Data were collected from COVID-19 positive patients using a predesigned structured questionnaire. The researchers trained five data collectors; two general practitioners, two nurses, and two laboratory technologists on the aim and objectives of the research, blood sample collection and processing procedures, and infection prevention mechanism to prevent COVID-19 infection at DMITC. The trained data collectors explained the aim of the study to patients or their clinician in order to obtain consents and samples. Socio-demographic variables and COVID-19 related clinical data were collected by trained health professionals working in DMITC. Data were filled on questionnaire and kept confident, and the consistency of data filled was rechecked every day.

Measurement of Variables

Hematological profile and clinical outcome of COVID-19 patients were determined using independent factors; socio-demographic variables (age, sex, residence, etc) and factors related to change in hematological profile of COVID-19.

Hematological Profile

About 3mL of blood samples were collected from COVID-19 patients during admission and discharge. These samples were analyzed by Mindray BC-3000 Plus CBC hematology analyzer (MINDRAY, China) for complete blood cell count (CBC) determinations and altitude values have been adjusted using WHO guidelines for red cell count and hemoglobin measurements. Mean value of each measurement of the parameter for a patient was used. Mean absolute counts of white blood cells, granulocytes, lymphocytes, and Monocytes were used to categorize abnormal cell counts as “low” and “high”. We used CBC reference range of Debre Markos Comprehensive and Specialized Hospital to categorize the cell count as normal and abnormal.

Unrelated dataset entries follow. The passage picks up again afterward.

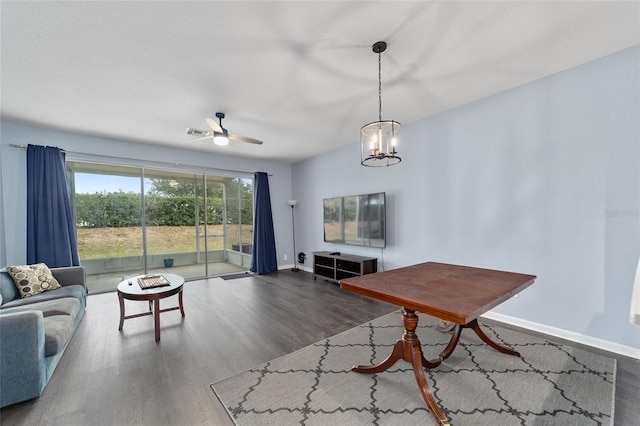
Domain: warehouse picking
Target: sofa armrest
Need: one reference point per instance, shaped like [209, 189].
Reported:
[23, 369]
[70, 275]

Data Management, Analysis and Interpretation

Data were entered into the Epi-Data version 4.2 software and analyzed with STATA 14.2 software. Data cleaning was carried out to check the frequency, accuracy, consistency and missed values; any identified errors were corrected. Frequencies and proportion were used to describe the socio-demographic characteristics of the patients. Bivariate logistic regression was done using independent variables in order to identify candidate variables (p-value <0.25) for the multivariable logistic regression. Multivariate logistic regression model was made and predictors of abnormal hematological profiles were determined among the selected candidate variables fitted to multivariable logistic regression model. The statistical significance was determined in the multivariate analysis at a confidence interval of 95% at a p-value <0.05.

Results

Socio-Demographic Characteristics

A total of 136 study participants were involved in the study. From these participants, 85 (62.5%) were males and 51 (31.5%) females. The mean age of the patients was about 47 ± 1.29 (SD) years.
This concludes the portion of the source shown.